Once he completes his GED, Lawson will pursue certification for heating, ventilation and air conditioning through SWIC. "He didn't give up," Palmer said.
People 16 and older can enroll in GED classes offered at the college, SWIC spokesman Jim Haverstick said.
A new beginning
Eighteen-year-old Vantezz Carter was expelled from Belleville West High School last month. It stemmed from an incident in early June when he allegedly pointed an Airsoft-style handgun out the window of a vehicle parked on campus.
A parent saw Carter holding what appeared to be a weapon and called police. An airsoft gun differs from a BB gun because it resembles a real weapon more closely.
Carter was arrested June 5 by Belleville Police and charged with one count of disorderly conduct, a misdemeanor. The case is pending. He was expelled by the school board later that month.
Carter admits what he did was inappropriate, but at the time, he said he felt expulsion was an extreme punishment for what took place.
Vantezz Carter's mother, Juanita Carter, said her son was initially devastated by the expulsion, which meant missing his senior year at Belleville West, missing going prom and attending school with his friends, and preventing him from playing football, which he hoped would lead to a college scholarship.
District 201 gave Vantezz Carter the option of attending the Safe School -- but he wasn't interested. He began attending summer school at Governor French Academy in Belleville.
"I'm so glad we found a school," Juanita Carter said. "I didn't know what was going to happen."
Governor French Headmaster Phil Paeltz said the private school admits students based on interviews with the family and the student.
"I made mistakes in school," Paeltz said. "People deserve an opportunity to correct it."
Paeltz praised Vantezz's determination. "He does a fine job," Paeltz said. "He's attending well, and he's done his work."
Juanita Carter admits Governor French is expensive for her at $600 a month, but she said her son's education is "well worth it."
Vantezz Carter said he enjoyed attending summer school five days a week at Governor French.
"It's been good," he said. "I met some new people at school."
He looks forward to attending the school this fall and playing basketball and running track there. He said his main goal is to graduate from high school on time.

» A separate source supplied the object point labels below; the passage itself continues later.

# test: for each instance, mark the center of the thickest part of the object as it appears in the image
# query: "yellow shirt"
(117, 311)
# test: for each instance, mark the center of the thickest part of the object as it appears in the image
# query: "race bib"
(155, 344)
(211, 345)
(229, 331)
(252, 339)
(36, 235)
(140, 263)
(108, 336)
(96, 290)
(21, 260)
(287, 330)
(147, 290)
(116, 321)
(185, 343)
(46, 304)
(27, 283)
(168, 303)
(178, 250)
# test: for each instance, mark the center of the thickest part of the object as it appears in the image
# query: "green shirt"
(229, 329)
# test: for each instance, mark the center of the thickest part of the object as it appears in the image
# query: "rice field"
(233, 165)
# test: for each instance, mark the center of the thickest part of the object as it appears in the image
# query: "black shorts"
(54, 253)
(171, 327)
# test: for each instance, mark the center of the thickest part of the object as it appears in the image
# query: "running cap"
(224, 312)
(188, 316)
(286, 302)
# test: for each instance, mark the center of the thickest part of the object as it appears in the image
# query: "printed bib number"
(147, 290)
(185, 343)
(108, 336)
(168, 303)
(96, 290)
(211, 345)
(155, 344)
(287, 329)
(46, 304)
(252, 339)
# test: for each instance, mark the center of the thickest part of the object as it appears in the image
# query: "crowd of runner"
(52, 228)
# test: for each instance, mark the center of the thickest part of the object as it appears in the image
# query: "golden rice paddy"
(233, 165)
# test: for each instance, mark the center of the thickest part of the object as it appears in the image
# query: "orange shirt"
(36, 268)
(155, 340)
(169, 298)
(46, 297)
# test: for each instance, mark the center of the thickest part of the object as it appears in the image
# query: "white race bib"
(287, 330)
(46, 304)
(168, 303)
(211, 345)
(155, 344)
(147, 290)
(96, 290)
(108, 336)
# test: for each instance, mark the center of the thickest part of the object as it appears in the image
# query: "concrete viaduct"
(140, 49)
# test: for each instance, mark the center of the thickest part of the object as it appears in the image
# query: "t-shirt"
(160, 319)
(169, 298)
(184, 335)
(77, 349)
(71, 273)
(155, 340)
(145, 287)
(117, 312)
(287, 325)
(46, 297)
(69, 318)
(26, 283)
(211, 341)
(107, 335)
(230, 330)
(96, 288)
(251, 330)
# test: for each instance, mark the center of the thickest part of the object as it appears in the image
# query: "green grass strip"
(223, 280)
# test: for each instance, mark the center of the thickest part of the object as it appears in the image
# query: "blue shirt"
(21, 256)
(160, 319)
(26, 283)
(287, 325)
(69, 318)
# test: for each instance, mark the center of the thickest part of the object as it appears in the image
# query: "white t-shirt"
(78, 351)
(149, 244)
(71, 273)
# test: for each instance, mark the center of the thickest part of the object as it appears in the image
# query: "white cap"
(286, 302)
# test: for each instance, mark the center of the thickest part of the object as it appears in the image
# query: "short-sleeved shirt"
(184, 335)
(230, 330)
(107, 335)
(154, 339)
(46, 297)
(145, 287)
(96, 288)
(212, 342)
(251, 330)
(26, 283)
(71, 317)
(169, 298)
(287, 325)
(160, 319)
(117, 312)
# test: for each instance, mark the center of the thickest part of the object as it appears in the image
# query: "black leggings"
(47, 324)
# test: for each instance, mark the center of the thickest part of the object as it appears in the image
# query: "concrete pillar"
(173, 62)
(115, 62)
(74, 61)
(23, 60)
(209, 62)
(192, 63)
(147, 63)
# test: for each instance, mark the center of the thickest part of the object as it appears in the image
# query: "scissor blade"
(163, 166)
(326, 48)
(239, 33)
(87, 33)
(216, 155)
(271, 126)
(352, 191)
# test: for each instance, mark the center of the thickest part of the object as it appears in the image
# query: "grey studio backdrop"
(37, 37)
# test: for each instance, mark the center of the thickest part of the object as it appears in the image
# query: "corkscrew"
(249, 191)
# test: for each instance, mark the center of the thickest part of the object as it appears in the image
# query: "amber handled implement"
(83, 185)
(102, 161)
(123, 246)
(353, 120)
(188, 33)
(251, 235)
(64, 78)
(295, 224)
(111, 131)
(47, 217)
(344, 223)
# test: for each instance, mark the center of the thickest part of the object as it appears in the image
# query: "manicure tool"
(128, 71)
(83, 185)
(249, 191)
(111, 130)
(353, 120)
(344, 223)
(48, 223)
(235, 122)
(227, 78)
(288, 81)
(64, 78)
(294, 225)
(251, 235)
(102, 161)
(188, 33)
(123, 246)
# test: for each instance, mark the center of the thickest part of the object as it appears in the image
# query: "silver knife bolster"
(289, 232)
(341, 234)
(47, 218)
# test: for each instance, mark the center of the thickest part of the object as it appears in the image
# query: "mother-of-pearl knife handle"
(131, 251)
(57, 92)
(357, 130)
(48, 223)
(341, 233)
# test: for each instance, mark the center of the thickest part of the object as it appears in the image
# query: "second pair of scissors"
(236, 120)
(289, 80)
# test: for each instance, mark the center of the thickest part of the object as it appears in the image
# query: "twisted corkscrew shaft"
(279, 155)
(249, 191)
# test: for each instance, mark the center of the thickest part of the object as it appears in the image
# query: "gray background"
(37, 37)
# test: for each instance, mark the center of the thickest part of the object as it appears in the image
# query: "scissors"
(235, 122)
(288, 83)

"It's all great," he said.
Juanita Carter said, "God does everything for a reason. There's some good in all bad that happens. This ended up being a good thing," she said of her son's expulsion. "This is going to help him focus more on his academics and his future career."
Like public schools, private schools also expel students. During the 2013-14 school year, Paeltz said four students were expelled from Governor French.
"If somebody comes here and does what they are supposed to and follow the rules, they are going to do fine," Paeltz said, "and if they can't, we get rid of them."